The foot and ankle contain 26 bones (One-quarter of the bones in the human body are in the feet.); 33 joints; more than 100 muscles, tendons (fibrous tissues that connect muscles to bones) and ligaments (fibrous tissues that connect bones to other bones); and a network of blood vessels, nerves, skin and soft tissue. These components work together to provide the body with support, balance, and mobility. A structural flaw or malfunction in any one part can result in the development of problems elsewhere in the body. Conversely, abnormalities in other parts of the body can lead to problems in the feet.
In accordance with the American Podiatric Medical Association, Cooper University Hospital’s Division of Podiatry offers these tips on the signs and possible causes of some the most common foot conditions:
CALLUSES/CORNS: Painful thickening and build up of skin that forms at points of pressure over bony prominences, or on the bottom side of the foot. Possible causes: Repeated friction and pressure from skin rubbing against bony areas or against an irregularity in a shoe; heredity.
NEUROMA: Pain, burning, tingling numbness between the toes or in the ball of the foot. Possible causes: Benign growth of nerve tissue frequently found between the third and fourth toes; improper or ill-fitting shoes; high-heeled shoes; nerve damage; trauma; heredity.
FUNGAL NAIL: Thickened, discolored, loose or deformed toenail.
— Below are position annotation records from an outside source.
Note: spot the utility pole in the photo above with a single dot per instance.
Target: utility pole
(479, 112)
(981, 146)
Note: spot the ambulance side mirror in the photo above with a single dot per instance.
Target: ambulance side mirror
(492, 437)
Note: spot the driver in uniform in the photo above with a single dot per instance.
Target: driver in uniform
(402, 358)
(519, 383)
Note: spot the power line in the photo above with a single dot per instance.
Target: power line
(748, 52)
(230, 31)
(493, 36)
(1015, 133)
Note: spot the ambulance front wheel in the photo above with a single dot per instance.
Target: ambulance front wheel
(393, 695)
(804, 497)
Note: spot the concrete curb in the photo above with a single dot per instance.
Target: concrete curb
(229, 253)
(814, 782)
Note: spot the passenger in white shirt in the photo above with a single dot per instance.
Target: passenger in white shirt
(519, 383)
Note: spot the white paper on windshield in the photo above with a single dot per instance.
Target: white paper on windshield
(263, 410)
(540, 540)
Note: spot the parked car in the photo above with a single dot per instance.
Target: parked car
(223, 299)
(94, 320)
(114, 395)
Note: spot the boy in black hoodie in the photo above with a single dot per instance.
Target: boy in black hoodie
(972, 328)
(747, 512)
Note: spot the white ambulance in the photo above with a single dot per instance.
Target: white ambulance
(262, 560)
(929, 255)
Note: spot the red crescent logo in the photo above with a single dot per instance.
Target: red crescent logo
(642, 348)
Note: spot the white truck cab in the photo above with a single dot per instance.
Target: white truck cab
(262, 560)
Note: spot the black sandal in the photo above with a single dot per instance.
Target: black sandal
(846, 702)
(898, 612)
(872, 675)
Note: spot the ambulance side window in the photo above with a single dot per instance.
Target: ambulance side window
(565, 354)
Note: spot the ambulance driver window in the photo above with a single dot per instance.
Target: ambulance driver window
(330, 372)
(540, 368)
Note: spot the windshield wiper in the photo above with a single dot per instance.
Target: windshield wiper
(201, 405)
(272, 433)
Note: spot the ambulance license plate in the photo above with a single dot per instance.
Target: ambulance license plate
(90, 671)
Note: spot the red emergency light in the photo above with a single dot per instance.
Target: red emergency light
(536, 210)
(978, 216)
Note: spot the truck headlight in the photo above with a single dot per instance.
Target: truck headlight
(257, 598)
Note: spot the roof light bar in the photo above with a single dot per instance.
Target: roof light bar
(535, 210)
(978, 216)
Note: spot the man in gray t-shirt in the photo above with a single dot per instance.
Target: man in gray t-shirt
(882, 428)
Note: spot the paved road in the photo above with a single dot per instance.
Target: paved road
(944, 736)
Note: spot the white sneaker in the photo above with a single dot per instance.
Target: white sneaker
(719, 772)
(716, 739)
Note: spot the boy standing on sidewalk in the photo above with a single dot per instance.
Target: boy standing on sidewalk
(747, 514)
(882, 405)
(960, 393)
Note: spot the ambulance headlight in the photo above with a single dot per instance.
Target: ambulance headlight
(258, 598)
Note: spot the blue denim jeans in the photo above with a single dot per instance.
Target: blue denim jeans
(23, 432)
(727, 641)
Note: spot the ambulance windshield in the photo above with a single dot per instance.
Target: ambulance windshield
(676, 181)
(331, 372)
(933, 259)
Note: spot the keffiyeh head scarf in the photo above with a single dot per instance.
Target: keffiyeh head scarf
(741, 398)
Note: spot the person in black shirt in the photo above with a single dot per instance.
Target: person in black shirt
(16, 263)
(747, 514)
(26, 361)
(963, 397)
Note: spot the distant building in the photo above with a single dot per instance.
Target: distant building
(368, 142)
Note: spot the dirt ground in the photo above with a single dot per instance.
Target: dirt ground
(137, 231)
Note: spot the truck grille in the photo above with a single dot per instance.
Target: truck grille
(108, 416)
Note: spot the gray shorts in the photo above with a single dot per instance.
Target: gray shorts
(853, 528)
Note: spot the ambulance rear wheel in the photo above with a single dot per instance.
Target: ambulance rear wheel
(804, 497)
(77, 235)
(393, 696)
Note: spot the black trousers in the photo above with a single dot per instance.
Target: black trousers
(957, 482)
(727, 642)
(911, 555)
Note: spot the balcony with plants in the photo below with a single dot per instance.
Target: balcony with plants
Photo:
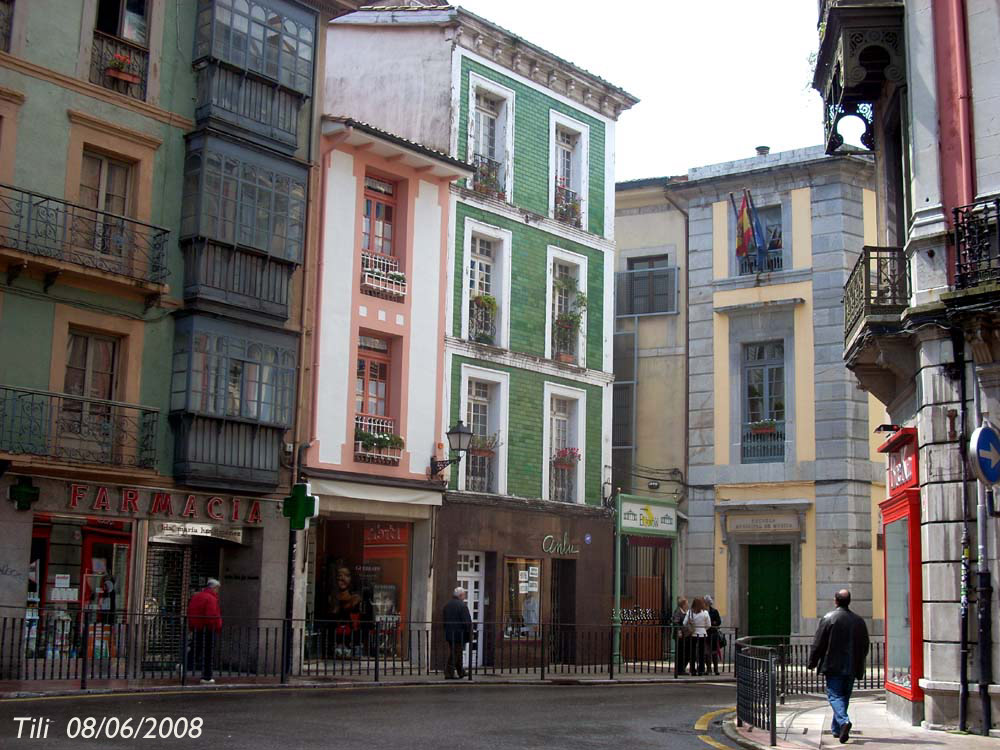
(488, 179)
(567, 205)
(483, 319)
(376, 442)
(65, 236)
(567, 323)
(562, 474)
(381, 277)
(78, 430)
Often, the infection starts in the skin as athlete’s foot, which may spread to the nails. Possible causes: Could be an indication of other medical conditions, such as diabetes, arthritis, cancer and psoriasis; trauma; shoes and socks create a warm, dark and humid environment which encourages fungal growth; heredity.
PLANTAR FASCIITIS, HEEL PAIN, SPUR SYNDROME: Bottom of the heel and arch are painful. Possible causes: Weight gain; stretching and inflammation of fascia, the long band of connective tissue that runs from the heel to the ball of the foot; bony overgrowth of the heel bone; muscle imbalance; high- or low-arched foot; improper shoe gear; excessive activity; trauma; tightness of the muscles on the back of the leg.
BUNIONS: Enlargement (bump) or deformity at the base of the big toe. It may be swollen, tender and painful with the wearing of shoes. Possible causes: Misalignment of the joint; heredity; trauma; biomedical abnormalities; neuro-medical disorders; inflammatory joint disease; congenital deformities; arthritis.
INGROWN TOENAILS, INFECTED TOENAILS, INJURY TO TOENAILS: Redness, pain and swelling around the nail. Possible causes: Shoe pressure; poor foot structure; heredity; improper nail trimming; trauma; foot deformities.
WARTS: Painful thickening of the skin. The development of a hard and flat, elevated surface most often on the sole of the foot. Possible causes: A virus, which typically invades the skin through small cuts and abrasions.
HAMMERTOES: Bony prominence on the toes appearing contracted or bent.
Often times a corn develops on the top of the toe. Possible causes: Heredity; ill-fitting shoes; muscle imbalance; arthritis.
ATHLETE’S FOOT: Flaky, dry, cracked, itchy skin; smelly feet sometimes appear red, moist, or with blisters. Possible causes: The feet are vulnerable because shoes commonly create a warm, dark and humid environment that encourages fungal growth. Athlete’s foot can be contracted in dressing rooms, locker room showers, hotel rooms, and swimming pool locker rooms.
BLISTERS: A painful, fluid-filled lesion. Possible causes: Ill-fitting shoes; stiff shoes; wrinkled socks against the skin; excessive moisture; foot deformities.
BROMOHIDROSIS (Foot Odor): Sweaty, smelly feet that do not itch or appear to have a rash. Possible causes: Increase of perspiration from the more than 250,000 sweat glands in the foot. Closed shoes aggravate sweaty feet and set up the perfect environment for bacteria to grow, leading to more odor and more sweat.